Google Cloud’s Managed Microsoft Active Directory gets on-demand backup, schema extension support: We’ve added schema extension support and on-demand backups to our Managed Microsoft Active Directory to make it easier for customers to integrate with applications that rely on AD. Read more.
Securing apps using Anthos Service Mesh: Our Anthos Service Mesh can help maintain a high level of security across numerous apps and services with minimal operational overhead, all while providing service owners granular traffic control. Here’s how it works.
Our Security Voices blogging initiative highlights blogs from a diverse group of Google Cloud’s security professionals. Here, Jaffa Edwards explains how preventive security controls, also known as security “guardrails,” can help developers prevent misconfigurations before they can be exploited. Read more.

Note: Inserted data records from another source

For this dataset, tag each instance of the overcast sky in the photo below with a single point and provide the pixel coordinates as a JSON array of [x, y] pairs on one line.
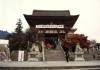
[[88, 22]]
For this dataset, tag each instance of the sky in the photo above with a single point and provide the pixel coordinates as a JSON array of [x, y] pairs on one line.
[[88, 22]]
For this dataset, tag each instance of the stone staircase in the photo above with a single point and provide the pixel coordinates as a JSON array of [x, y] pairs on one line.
[[56, 54]]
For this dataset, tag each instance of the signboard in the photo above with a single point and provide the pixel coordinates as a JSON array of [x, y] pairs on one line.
[[49, 26], [20, 55]]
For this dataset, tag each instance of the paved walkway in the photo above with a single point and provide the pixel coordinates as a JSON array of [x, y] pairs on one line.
[[50, 64]]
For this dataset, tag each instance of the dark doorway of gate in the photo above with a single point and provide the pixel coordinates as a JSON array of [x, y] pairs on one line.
[[51, 41]]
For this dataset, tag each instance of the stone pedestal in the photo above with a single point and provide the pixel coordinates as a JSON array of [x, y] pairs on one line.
[[79, 54]]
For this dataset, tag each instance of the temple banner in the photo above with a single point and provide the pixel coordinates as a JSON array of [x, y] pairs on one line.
[[49, 26]]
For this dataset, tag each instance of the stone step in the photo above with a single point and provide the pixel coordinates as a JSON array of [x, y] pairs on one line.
[[54, 54]]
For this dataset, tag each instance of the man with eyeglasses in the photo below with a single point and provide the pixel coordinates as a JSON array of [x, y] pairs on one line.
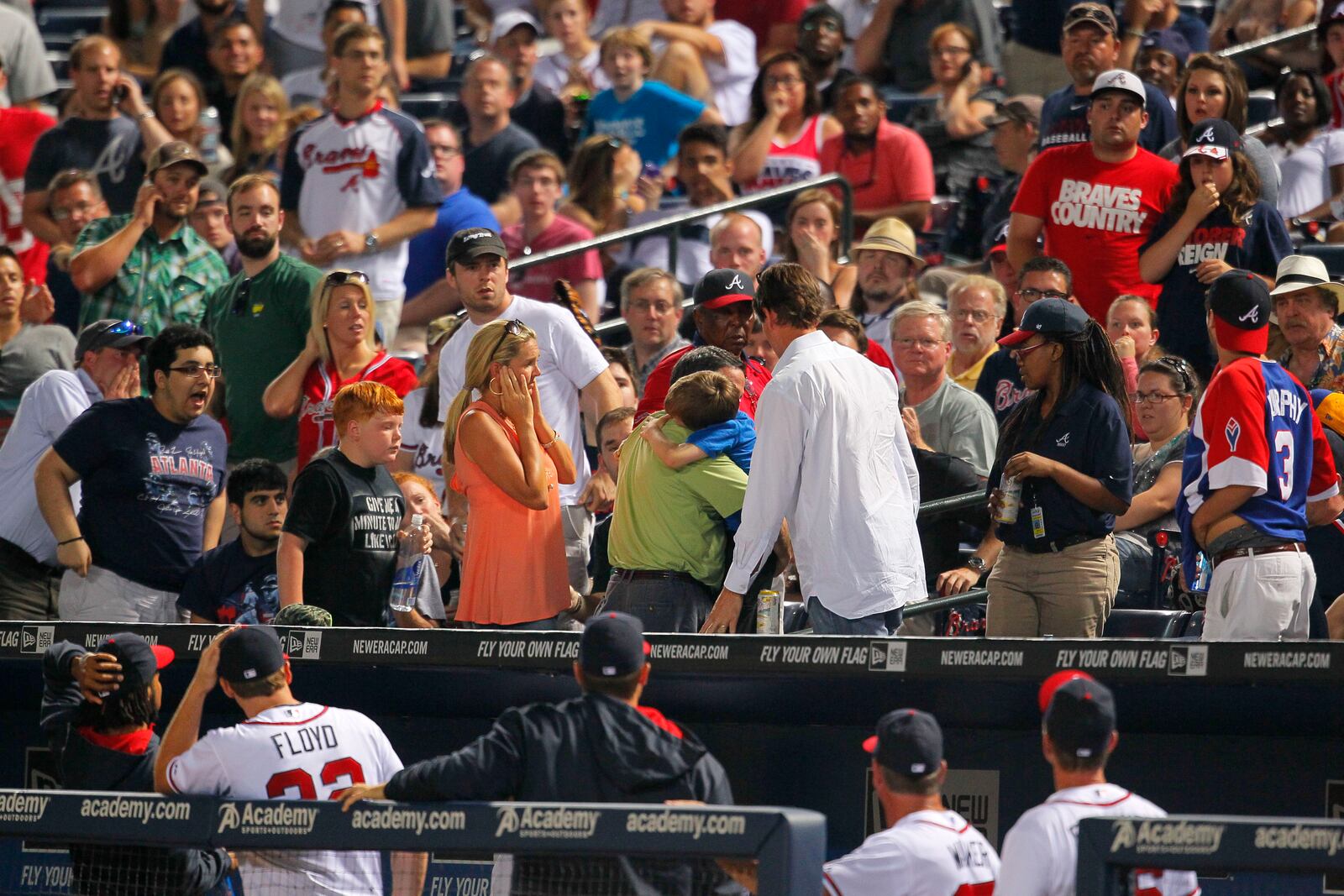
[[152, 474], [260, 322]]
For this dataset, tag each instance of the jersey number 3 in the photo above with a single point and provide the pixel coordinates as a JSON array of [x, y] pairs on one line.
[[331, 774]]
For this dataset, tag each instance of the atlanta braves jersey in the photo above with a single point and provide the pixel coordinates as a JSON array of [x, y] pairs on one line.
[[1041, 852], [356, 175], [302, 752], [1256, 426], [927, 853]]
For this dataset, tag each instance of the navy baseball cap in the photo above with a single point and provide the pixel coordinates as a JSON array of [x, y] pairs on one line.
[[613, 645], [723, 286], [139, 658], [1081, 718], [472, 244], [250, 653], [1052, 317], [1241, 305], [1213, 137], [909, 741]]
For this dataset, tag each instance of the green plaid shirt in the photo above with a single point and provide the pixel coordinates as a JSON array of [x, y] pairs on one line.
[[161, 282]]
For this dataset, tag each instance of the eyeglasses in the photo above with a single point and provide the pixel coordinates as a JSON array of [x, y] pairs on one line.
[[197, 371], [1032, 295]]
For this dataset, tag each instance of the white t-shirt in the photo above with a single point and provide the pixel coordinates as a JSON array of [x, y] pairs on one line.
[[569, 362], [1041, 852], [927, 853], [302, 752], [1305, 172], [425, 443]]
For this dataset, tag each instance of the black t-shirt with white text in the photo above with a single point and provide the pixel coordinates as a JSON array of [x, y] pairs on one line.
[[349, 516]]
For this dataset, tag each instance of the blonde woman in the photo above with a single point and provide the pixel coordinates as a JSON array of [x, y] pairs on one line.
[[340, 349], [508, 463]]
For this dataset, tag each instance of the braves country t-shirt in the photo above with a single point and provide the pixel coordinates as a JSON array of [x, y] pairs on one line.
[[1097, 217]]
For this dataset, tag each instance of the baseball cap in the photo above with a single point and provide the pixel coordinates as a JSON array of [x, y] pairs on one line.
[[1093, 13], [893, 235], [909, 741], [1023, 109], [1241, 305], [250, 653], [1213, 137], [1050, 316], [1330, 407], [613, 645], [111, 333], [139, 658], [1081, 718], [472, 244], [723, 286], [174, 152], [1120, 80], [511, 19]]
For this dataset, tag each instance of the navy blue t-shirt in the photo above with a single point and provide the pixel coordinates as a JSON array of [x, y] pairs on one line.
[[228, 587], [1256, 246], [1000, 385], [1063, 120], [1086, 434], [147, 484]]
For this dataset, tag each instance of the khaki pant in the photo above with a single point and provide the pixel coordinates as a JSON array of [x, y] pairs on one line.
[[1066, 594]]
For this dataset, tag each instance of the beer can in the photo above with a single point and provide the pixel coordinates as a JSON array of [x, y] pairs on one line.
[[1011, 488], [769, 613]]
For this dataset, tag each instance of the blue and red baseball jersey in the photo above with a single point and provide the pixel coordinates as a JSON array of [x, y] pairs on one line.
[[1256, 426]]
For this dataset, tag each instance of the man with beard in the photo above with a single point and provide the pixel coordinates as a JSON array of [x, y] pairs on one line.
[[260, 322], [151, 266], [154, 474]]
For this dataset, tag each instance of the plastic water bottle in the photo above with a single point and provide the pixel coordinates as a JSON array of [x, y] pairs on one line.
[[210, 134], [410, 562]]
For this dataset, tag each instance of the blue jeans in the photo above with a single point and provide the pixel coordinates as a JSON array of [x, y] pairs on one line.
[[826, 622]]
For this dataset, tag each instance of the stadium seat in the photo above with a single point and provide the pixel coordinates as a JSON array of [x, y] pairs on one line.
[[1146, 624]]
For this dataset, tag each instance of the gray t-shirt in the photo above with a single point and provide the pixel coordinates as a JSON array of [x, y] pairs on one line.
[[956, 421]]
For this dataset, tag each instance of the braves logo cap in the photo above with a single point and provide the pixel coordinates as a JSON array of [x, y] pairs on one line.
[[1081, 718], [1120, 80], [1213, 137], [472, 244], [909, 741], [723, 286], [250, 653], [1241, 305]]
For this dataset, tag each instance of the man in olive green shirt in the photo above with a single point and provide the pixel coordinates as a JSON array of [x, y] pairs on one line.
[[669, 544], [150, 266], [260, 320]]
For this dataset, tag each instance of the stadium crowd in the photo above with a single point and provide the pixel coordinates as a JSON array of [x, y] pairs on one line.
[[255, 316]]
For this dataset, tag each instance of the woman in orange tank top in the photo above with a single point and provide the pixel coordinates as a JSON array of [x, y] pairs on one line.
[[508, 464]]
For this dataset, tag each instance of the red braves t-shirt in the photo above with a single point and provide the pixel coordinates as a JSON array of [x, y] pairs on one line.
[[539, 281], [19, 130], [1097, 217]]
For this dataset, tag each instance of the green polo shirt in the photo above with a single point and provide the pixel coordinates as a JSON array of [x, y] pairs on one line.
[[255, 345], [674, 519], [161, 281]]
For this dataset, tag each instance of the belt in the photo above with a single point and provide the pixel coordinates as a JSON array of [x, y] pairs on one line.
[[1058, 544], [1292, 547]]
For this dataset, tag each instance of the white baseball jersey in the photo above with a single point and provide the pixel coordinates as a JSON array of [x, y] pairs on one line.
[[1041, 852], [302, 752], [927, 853]]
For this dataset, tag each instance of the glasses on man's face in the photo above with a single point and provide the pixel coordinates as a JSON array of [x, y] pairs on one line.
[[195, 371]]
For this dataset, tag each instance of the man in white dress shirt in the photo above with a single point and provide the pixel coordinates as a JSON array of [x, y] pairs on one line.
[[832, 458]]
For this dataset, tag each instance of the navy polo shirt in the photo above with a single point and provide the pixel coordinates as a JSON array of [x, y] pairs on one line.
[[1088, 434]]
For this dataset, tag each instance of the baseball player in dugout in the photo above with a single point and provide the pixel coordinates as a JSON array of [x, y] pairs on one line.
[[927, 849], [1079, 735], [284, 750], [1257, 473]]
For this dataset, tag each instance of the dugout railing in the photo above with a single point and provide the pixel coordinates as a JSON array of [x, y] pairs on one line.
[[788, 846], [1110, 849]]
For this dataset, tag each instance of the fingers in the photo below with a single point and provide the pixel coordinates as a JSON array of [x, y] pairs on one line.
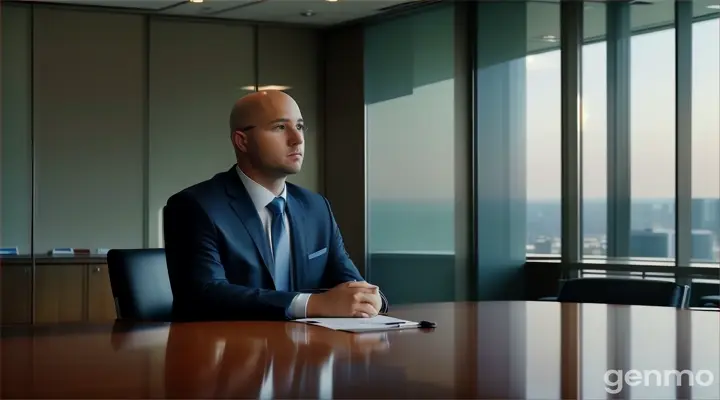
[[361, 284], [364, 310]]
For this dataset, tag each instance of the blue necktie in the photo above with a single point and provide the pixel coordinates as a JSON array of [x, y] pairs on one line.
[[280, 244]]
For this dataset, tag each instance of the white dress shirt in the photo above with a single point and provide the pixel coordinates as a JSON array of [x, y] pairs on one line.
[[261, 197]]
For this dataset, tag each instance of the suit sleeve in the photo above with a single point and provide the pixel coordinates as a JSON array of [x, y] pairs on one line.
[[197, 275], [340, 267]]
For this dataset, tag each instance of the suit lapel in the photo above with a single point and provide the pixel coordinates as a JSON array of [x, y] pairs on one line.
[[243, 206], [296, 216]]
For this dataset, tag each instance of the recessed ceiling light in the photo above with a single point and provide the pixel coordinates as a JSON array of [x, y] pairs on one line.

How Vulnerability Exploitability eXchanges can help healthcare prioritize cybersecurity risk: In our latest blog on healthcare and cybersecurity resiliency, we discuss how a VEX can help bolster SBOM and SLSA with vital information for making risk-assessment decisions in healthcare organizations—and beyond. Read more.
MITRE and Google Cloud collaborate on cloud analytics: How can the cybersecurity industry improve its analysis of the already-tremendous and growing volumes of security data in order to better stop the dynamic threats we face? We’re excited to announce the release of the Cloud Analytics project by the MITRE Engenuity Center for Threat-Informed Defense, and sponsored by Google Cloud and several other industry collaborators. Read more.
Using data advocacy to close the consumer privacy trust gap: As consumer data privacy regulations tighten and the end of third-party cookies looms, organizations of all sizes may be looking to carve a path toward consent-positive, privacy-centric ways of working. Organizations must begin to treat consumer data privacy as a pillar of their business. One way to do this is by implementing a cross-functional data advocacy panel. Read more.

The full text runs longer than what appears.